The Eurozone’s ECB Main Refinancing Operations Rate of 2.15% met anticipated levels

by VT Markets
/
Dec 18, 2025

The European Central Bank (ECB) has kept the main refinancing operations rate at 2.15%, which aligns with market expectations. This decision is based on the ECB’s evaluation of economic conditions and inflation within the Eurozone.

Recent updates from the ECB show an upward revision of growth forecasts, suggesting the Eurozone’s economy remains resilient despite global uncertainties. The decision to keep rates stable aims to support economic growth while addressing inflation concerns.

Inflation Rates in the Eurozone

Inflation rates in the Eurozone have been varying, with recent data showing an increase in consumer prices. Analysts are closely observing the ECB’s future policy signals amid changing economic indicators and geopolitical events.

This decision occurs as other major central banks, like the U.S. Federal Reserve and the Bank of England, adjust their monetary policies in response to economic growth and inflation challenges. The ECB’s decision to maintain rates is perceived as a strategic way to balance growth and inflation, contributing to stability in the Eurozone’s financial environment. Market observers will continue to look for signs of potential policy changes as economic conditions shift.
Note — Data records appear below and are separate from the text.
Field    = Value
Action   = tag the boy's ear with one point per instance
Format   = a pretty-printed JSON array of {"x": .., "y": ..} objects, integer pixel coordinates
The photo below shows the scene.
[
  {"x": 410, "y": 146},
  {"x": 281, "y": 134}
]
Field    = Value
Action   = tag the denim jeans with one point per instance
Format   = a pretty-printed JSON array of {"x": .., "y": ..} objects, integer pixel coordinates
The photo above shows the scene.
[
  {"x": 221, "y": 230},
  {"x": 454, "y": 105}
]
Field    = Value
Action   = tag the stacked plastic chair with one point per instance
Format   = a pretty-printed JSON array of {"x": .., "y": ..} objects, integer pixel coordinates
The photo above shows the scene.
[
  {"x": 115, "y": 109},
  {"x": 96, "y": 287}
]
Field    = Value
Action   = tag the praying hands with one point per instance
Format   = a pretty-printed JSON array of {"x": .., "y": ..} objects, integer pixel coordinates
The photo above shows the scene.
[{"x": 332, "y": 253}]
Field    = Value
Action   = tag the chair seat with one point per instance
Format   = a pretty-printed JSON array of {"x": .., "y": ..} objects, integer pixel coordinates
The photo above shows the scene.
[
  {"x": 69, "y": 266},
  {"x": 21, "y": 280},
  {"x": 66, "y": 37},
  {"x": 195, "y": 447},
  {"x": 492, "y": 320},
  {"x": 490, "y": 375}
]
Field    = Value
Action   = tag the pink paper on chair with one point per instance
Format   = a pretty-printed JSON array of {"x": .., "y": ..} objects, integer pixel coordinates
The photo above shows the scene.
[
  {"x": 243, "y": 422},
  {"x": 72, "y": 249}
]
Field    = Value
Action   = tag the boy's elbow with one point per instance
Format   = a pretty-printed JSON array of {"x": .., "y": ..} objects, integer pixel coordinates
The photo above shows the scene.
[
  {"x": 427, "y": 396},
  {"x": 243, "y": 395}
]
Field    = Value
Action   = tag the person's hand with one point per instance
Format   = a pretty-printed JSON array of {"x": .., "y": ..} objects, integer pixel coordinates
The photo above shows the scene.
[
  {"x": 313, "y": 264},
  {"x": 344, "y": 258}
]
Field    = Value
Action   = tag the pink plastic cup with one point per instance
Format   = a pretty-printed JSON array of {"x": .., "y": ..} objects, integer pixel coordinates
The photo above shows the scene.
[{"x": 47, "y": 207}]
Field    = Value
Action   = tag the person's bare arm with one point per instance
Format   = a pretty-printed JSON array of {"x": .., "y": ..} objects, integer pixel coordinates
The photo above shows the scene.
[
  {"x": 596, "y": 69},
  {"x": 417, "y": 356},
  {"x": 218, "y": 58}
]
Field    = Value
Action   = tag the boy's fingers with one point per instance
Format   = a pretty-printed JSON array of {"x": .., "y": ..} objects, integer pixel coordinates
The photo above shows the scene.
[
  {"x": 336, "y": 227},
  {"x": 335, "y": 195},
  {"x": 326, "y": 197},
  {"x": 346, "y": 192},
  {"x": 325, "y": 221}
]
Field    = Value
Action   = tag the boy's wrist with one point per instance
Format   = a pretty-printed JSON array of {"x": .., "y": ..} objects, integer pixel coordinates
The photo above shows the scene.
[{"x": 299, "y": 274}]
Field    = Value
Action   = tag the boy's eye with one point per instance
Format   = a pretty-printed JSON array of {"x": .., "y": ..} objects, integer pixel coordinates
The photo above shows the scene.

With the European Central Bank’s decision to hold rates at 2.15% already priced in, we see limited immediate market movement. The real opportunity for us now lies in the implied volatility for the coming weeks, as the bank balances growth and inflation concerns. We note the EURO STOXX 50 Volatility Index (VSTOXX) is trading near recent lows around 14, suggesting that option premiums may be relatively inexpensive.

The Central Tension

The central tension is clear, with Eurostat’s flash estimate for November 2025 showing inflation ticking up to 2.8% while the ECB’s own staff revised 2026 growth projections up to 1.4%. This data-dependent stance means any upcoming economic release could trigger a significant market repricing. Therefore, establishing long straddles on currency pairs like the EUR/USD could be a prudent way to capture a breakout in either direction.

We are closely watching the forward curve for Euribor futures, which currently suggests a prolonged pause from the ECB. However, looking back at the aggressive hiking cycle of 2022-2023 reminds us how quickly central banks can pivot when inflation proves persistent. A small position shorting March 2026 Bund futures could serve as a hedge against a more hawkish surprise early next year.

The ECB’s cautious hold contrasts with recent signals from the U.S. Federal Reserve, which appears more determined to achieve its inflation target. This policy divergence is keeping a lid on the EUR/USD exchange rate, which has struggled to break above 1.09 this quarter. We believe selling out-of-the-money euro calls against the dollar is a viable strategy to capitalize on this trend in the near term.